Op 24 oktober 2019 waren 14 mensen aanwezig op de verhalendag over neonatologie, babyvoeding, en het meten in de couveuse. Oorspronkelijk was gedacht aan een symposium met een grotere opkomst. Nu zich een handjevol zeer deskundige geïnteresseerden had aangemeld, is gekozen om het symposium in een andere vorm door te laten gaan. De inleidingen door Petrie Roodbol (voorzitter SHVB) , Loes Schultz (Catharina Schrader Stichting) en Timothy Singowikromo (Create4Care project van het Erasmus MC) werden door de aanwezigen aangevuld met verhalen van vroeger en nu. Regelmatig werd gewezen op een voorwerp uit de collectie van het SHVB.
Neonatologie
De fascinatie voor neonatologie van Petrie Roodbol dateert vanaf haar opleidingstijd in Leiden en is gebleven tot haar afscheid onlangs als hoogleraar in Groningen. Gelukkig zijn er in die ruim 40 jaar verbeteringen opgetreden zoals de veel kindvriendelijker pleisters. Waar Petrie vroeger nog moest uitleggen op het lab dat echt geen 10 ml bloed afgetapt kan worden bij een baby van 1500 gram, kan nu bij bloedbepalingen worden volstaan met een veel kleinere hoeveelheid bloed.
Couveuses
Instinctief heeft men aangevoeld dat pasgeborenen warmte nodig hebben. Rond 1900 zijn de eerste couveuses ontwikkeld; in de collectie SHVB zijn diverse types te zien.
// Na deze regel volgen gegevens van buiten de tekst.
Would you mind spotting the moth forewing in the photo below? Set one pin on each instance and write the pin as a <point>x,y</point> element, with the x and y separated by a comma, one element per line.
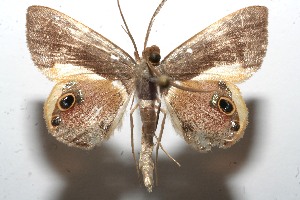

De eerste couveuses werden op diverse wereldtentoonstellingen compleet met levende prematuren tentoongesteld. De moeders mochten niet mee; het positieve effect was dat de prematuur nu bleef leven en dat de zorg werd overgenomen door een professional. Dit was echter het begin van de verwijdering van moeders van hun pasgeborene. Baby’s lagen bloot in de couveuse zolang het noodzakelijk was de ademhaling goed te controleren was.
Couveuse en geluid
Couveusekinderen zijn erg gevoelig voor geluid. Vroeger maakte het motortje van een couveuse veel geluid. Het geluid in een couveuse was 70-80 decibel, te vergelijken met het geluid van auto’s langs de snelweg. Daarom kregen ouders het advies om hun kindje thuis naast de koelkast te laten slapen. Tegenwoordig wordt het geluid rond een couveuse tot een minimum beperkt: door zacht te praten, niet te slaan met deuren; pedaalemmers zacht dicht te doen. Van muziek in de couveuse is men teruggekomen.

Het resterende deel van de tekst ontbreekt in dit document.